A Lifetime of Ingenuity: Edward A. Deeds

BY: Michael Woody
last updated 07/01/2018
A Lifetime of Ingenuity: Edward A. Deeds

No good Deeds go unnoticed. Recognizing the accomplishments of Colonel Edward Andrew Deeds.

A Lifetime of Ingenuity: Edward A. Deeds

Nearly 60 years after his death, Edward A. Deeds accomplishments are still relevant. An inventor, engineer, and industrialist, Deeds made an impact in several areas.

Born March 12, 1874 in Granville, OH, Deeds was valedictorian of his graduating class at Dennison University.  Deeds moved to Dayton in 1898 to work as an electrical engineer.  The following year, he was invited to join National Cash Register (NCR) by Frank Jefferson Patterson (brother of John Henry Patterson).

Deeds hired Charles Kettering to finalize the electric cash register prototype giving birth to one of the most successful partnerships and friendships in Dayton history.

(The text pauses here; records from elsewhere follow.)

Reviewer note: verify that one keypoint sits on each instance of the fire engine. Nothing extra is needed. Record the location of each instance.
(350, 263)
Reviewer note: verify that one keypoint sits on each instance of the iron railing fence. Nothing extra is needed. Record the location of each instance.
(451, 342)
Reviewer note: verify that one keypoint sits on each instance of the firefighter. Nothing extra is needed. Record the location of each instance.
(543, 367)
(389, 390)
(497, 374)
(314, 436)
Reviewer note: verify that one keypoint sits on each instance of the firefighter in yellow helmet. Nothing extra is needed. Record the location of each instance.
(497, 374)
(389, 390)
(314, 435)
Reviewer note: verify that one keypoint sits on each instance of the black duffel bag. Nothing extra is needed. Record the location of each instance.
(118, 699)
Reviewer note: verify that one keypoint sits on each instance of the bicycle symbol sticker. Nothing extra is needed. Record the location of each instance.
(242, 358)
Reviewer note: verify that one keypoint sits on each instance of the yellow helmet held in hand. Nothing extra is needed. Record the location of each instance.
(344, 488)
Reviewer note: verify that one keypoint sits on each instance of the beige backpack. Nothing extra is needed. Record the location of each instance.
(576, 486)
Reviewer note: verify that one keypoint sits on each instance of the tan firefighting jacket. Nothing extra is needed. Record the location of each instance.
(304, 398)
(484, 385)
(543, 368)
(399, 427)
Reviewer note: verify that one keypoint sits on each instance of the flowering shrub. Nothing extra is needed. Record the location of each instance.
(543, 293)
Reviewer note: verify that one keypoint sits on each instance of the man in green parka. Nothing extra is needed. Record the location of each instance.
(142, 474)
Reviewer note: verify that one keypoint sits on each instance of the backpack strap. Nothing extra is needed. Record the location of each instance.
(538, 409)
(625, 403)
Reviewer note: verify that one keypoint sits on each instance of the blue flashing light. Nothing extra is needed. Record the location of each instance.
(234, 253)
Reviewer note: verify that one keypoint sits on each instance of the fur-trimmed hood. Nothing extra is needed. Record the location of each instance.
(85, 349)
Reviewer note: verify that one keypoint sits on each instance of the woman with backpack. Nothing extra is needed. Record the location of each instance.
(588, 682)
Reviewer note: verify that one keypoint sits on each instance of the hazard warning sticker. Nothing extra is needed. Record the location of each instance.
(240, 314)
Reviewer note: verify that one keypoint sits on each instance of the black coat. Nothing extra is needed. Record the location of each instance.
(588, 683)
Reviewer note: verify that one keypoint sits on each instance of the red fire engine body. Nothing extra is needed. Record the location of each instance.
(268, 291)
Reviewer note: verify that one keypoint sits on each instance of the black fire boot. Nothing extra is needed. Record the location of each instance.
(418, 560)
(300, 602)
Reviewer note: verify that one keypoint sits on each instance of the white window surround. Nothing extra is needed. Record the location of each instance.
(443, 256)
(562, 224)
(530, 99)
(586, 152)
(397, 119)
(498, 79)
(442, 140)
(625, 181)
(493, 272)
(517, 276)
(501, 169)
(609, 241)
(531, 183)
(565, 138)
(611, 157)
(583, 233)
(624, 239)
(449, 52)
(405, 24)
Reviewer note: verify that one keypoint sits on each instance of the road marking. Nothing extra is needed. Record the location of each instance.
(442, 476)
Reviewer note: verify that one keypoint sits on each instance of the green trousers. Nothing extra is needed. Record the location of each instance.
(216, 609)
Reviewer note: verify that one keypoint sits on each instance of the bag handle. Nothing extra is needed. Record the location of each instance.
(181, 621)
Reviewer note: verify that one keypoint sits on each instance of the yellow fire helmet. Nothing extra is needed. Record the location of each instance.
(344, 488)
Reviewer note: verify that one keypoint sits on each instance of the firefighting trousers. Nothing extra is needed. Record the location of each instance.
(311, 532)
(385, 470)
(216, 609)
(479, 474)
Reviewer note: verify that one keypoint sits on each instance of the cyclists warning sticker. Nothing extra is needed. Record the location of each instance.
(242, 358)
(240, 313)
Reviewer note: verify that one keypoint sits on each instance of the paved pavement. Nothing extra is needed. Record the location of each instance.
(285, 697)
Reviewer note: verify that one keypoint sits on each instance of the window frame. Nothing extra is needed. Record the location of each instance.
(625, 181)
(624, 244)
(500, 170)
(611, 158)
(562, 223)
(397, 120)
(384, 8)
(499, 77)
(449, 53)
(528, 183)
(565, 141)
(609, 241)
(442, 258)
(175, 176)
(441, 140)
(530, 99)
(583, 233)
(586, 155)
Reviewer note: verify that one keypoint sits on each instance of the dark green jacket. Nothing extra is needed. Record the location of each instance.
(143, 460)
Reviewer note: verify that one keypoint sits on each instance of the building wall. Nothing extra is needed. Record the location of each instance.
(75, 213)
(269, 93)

While Deeds came up with the idea, he needed Kettering’s help to put all the working parts together. The two worked nights and weekends in a barn behind Deeds’ house on an electric automobile starter. Kettering eventually resigned from NCR to devote all his time to the electric starter project. It paid off when the Cadillac Company ordered 5,000 units, and in 1909, Dayton Engineering Laboratories Company (DELCO) was formed. Deeds also left NCR in 1915 to focus on DELCO. Only a year later, they sold DELCO to United Motors (General Motors) for $9 million.

Kettering and Deeds also started the Engineers Club of Dayton together in 1914. The club’s building, on Monument Avenue, is listed on the National Register of Historic Places. In 1918, Deeds was a founding member of the Dayton Astronomical Society, the first formally organized group of amateur astronomers in the Dayton area.

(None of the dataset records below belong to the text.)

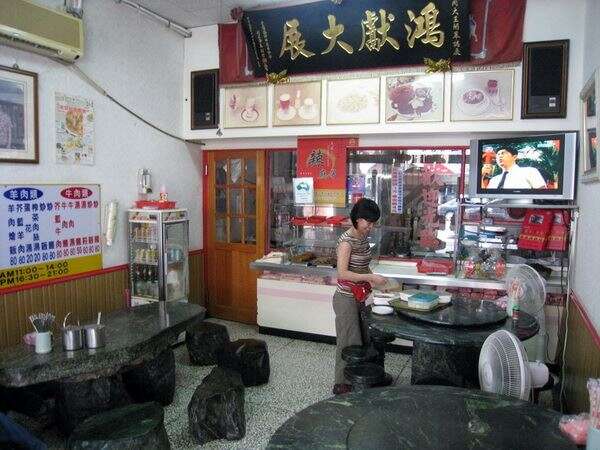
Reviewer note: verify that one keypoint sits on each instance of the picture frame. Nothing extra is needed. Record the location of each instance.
(544, 81)
(354, 101)
(246, 107)
(296, 104)
(417, 97)
(482, 95)
(590, 124)
(18, 116)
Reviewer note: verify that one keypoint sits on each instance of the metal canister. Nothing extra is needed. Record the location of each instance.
(72, 337)
(95, 336)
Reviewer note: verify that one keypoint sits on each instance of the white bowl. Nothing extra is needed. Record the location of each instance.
(381, 301)
(382, 309)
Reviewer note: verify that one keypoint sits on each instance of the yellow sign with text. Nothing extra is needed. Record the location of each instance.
(35, 273)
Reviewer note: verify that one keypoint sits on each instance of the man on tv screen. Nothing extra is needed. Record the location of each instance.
(513, 176)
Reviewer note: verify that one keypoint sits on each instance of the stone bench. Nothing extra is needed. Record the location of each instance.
(363, 376)
(205, 341)
(248, 357)
(358, 354)
(153, 381)
(77, 401)
(136, 426)
(216, 410)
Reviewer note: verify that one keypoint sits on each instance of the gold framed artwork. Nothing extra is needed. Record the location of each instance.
(485, 95)
(414, 98)
(588, 98)
(246, 107)
(18, 116)
(297, 104)
(353, 101)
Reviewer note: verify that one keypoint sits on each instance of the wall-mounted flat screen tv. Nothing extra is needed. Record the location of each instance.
(524, 167)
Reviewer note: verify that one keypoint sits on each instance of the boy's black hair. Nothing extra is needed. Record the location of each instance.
(366, 209)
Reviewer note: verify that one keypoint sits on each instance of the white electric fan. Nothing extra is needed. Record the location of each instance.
(503, 364)
(526, 290)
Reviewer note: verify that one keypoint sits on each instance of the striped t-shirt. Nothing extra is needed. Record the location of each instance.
(360, 258)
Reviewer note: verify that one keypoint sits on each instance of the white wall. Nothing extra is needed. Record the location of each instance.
(140, 63)
(587, 279)
(544, 20)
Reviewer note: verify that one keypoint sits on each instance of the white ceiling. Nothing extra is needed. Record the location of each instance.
(196, 13)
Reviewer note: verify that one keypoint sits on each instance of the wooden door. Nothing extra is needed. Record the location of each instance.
(235, 213)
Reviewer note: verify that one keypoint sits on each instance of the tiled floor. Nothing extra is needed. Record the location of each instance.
(301, 374)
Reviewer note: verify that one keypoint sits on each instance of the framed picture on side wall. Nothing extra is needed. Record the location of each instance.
(353, 101)
(588, 98)
(18, 116)
(482, 95)
(246, 107)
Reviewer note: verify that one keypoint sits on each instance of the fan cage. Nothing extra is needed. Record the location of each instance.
(504, 355)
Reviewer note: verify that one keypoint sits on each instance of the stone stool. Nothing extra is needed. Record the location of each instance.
(363, 376)
(248, 357)
(358, 354)
(379, 341)
(216, 410)
(153, 381)
(205, 341)
(135, 426)
(78, 400)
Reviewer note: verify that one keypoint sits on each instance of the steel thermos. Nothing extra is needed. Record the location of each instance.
(95, 336)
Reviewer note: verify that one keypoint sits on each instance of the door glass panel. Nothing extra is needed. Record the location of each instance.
(221, 171)
(236, 230)
(250, 231)
(235, 166)
(249, 202)
(221, 229)
(250, 171)
(235, 201)
(221, 200)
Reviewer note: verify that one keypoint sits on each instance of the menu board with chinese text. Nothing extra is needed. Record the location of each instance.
(48, 232)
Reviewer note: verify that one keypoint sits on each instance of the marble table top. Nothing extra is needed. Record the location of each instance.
(132, 336)
(460, 313)
(423, 417)
(406, 328)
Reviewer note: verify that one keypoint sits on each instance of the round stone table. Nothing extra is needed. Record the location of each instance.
(423, 417)
(444, 354)
(460, 313)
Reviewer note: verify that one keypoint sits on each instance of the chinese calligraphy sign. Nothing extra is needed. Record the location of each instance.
(362, 34)
(48, 231)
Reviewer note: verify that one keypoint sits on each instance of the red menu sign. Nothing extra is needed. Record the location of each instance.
(324, 159)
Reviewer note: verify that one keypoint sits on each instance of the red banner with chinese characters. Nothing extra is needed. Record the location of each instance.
(489, 41)
(324, 159)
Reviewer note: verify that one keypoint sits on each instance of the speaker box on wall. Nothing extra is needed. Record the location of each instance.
(205, 99)
(545, 72)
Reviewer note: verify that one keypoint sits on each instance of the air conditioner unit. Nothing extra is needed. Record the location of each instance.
(26, 25)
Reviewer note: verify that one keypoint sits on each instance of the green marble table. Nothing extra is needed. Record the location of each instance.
(132, 337)
(421, 417)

After Dayton was destroyed by the Great Flood of 1913, the Conservancy District was formed to ensure the area never be destroyed by such a flood again. Deeds was the director and helped develop the dam system, still currently in use.

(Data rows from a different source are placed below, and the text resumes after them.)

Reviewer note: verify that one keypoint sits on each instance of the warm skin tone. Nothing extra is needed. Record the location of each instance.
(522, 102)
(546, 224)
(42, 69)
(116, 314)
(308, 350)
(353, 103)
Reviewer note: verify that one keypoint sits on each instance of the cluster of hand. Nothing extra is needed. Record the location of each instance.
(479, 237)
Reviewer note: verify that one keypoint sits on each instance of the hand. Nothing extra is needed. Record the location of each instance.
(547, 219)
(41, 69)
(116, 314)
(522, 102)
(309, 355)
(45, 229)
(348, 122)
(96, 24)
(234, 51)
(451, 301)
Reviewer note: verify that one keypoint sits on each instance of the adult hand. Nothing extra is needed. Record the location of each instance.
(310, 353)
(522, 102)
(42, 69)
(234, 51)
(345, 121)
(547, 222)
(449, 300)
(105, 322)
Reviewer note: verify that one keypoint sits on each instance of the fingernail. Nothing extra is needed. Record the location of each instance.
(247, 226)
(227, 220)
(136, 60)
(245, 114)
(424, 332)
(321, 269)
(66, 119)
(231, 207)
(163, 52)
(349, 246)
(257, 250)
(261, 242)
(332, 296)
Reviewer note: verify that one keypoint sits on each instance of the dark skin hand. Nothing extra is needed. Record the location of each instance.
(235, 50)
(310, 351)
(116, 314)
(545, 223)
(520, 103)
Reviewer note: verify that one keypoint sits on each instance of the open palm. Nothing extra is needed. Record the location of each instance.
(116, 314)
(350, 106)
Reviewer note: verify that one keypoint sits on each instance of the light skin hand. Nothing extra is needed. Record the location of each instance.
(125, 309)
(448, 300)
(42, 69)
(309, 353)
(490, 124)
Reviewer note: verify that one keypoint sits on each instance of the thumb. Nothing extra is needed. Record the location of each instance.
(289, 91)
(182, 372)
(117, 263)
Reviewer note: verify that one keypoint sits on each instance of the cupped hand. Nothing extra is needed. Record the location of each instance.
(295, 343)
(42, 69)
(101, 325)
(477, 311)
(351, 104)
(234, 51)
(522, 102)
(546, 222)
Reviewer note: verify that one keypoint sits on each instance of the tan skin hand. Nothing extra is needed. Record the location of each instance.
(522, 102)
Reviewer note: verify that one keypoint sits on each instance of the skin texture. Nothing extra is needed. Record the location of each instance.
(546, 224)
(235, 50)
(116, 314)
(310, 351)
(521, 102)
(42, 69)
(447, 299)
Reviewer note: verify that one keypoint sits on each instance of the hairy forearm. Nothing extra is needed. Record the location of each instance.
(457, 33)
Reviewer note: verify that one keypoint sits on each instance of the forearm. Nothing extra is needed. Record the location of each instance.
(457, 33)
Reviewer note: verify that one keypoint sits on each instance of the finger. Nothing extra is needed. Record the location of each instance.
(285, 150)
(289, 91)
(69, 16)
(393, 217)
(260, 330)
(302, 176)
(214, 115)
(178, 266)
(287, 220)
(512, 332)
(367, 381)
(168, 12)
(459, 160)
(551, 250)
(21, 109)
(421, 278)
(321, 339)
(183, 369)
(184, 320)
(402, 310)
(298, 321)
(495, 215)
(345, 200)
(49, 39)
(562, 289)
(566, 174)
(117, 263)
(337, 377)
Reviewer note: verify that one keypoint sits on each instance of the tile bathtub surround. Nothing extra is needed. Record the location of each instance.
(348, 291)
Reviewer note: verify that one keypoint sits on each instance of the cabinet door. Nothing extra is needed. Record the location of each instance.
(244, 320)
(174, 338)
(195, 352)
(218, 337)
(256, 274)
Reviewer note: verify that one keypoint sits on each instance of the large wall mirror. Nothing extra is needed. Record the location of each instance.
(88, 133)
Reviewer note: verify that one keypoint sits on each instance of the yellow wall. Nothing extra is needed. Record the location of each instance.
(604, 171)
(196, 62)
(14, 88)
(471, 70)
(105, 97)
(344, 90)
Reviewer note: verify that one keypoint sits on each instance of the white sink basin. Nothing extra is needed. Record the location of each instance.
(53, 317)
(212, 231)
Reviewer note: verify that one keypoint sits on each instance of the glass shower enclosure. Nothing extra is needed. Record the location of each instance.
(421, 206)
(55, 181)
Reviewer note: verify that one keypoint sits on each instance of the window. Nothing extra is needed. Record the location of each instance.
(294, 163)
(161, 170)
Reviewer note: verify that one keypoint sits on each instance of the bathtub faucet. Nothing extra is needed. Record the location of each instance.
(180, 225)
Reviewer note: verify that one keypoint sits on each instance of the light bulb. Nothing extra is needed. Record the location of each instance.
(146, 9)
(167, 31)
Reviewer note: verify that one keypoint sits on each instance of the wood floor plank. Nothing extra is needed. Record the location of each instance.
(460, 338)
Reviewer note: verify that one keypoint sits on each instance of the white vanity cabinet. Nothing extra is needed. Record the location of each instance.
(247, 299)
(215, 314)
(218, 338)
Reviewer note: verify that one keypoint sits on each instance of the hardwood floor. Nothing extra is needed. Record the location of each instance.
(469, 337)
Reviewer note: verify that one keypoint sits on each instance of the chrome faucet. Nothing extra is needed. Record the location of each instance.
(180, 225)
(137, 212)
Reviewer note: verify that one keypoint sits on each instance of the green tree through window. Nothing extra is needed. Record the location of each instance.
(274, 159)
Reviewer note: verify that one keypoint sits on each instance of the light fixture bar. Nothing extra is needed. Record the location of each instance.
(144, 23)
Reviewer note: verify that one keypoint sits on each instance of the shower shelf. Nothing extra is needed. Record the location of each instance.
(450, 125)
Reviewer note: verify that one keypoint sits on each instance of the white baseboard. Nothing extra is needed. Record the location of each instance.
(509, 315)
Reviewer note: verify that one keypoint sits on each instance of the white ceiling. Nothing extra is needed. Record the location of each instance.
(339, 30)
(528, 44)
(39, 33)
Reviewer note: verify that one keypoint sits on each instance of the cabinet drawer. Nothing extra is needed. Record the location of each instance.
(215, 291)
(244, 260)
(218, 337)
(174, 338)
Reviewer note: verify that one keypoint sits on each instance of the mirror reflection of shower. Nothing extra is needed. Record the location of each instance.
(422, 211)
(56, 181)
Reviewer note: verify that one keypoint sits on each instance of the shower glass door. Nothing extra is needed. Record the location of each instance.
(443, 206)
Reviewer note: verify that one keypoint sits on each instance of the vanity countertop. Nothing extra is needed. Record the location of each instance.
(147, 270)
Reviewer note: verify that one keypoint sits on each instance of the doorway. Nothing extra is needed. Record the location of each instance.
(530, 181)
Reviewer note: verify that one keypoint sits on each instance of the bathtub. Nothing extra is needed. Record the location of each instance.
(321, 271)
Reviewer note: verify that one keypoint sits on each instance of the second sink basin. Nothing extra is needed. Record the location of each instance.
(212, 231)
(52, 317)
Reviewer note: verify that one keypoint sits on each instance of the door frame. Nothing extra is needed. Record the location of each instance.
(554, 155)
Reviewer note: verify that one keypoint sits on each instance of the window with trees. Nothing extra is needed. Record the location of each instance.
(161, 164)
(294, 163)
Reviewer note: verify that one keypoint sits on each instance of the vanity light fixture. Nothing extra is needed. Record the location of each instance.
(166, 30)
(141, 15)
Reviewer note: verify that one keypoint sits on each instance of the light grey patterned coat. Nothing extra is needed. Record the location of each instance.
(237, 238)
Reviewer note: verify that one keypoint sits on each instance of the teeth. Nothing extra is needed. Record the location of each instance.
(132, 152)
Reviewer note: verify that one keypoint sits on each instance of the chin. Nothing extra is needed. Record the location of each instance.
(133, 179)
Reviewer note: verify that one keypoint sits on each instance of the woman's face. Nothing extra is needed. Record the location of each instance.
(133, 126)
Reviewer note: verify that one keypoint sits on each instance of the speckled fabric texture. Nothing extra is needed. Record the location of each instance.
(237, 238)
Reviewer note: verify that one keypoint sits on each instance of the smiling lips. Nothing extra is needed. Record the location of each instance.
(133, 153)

Deeds also established the Dayton-Wright Airplane Company along with Orville Wright. The company produced some of the aircraft used in World War I, including the DH.4 Bomber. Deeds joined the Army as a colonel and served as Chief of Aircraft Production, where he directed Army aircraft research at McCook Field/Wilbur Wright Field, the precursor to Wright Patterson Airforce Base. Deeds held the distinction of being the first person in the United States to have a private airstrip at his home, Moraine Farm.

Deeds returned to a failing NCR in 1931 and righted the ship. He retired as Chairman from NCR in 1957, passed away three years later on July 1, 1960, at 86, and is buried at Woodland Cemetery.

Deeds is memorialized at Deed’s Carillon Tower at Carillon Historical Park. Funded by his wife, Edith, the bell tower was built in 1942 to commemorate the Deeds family. With 57 bells, the Carillon is the largest in the state of Ohio.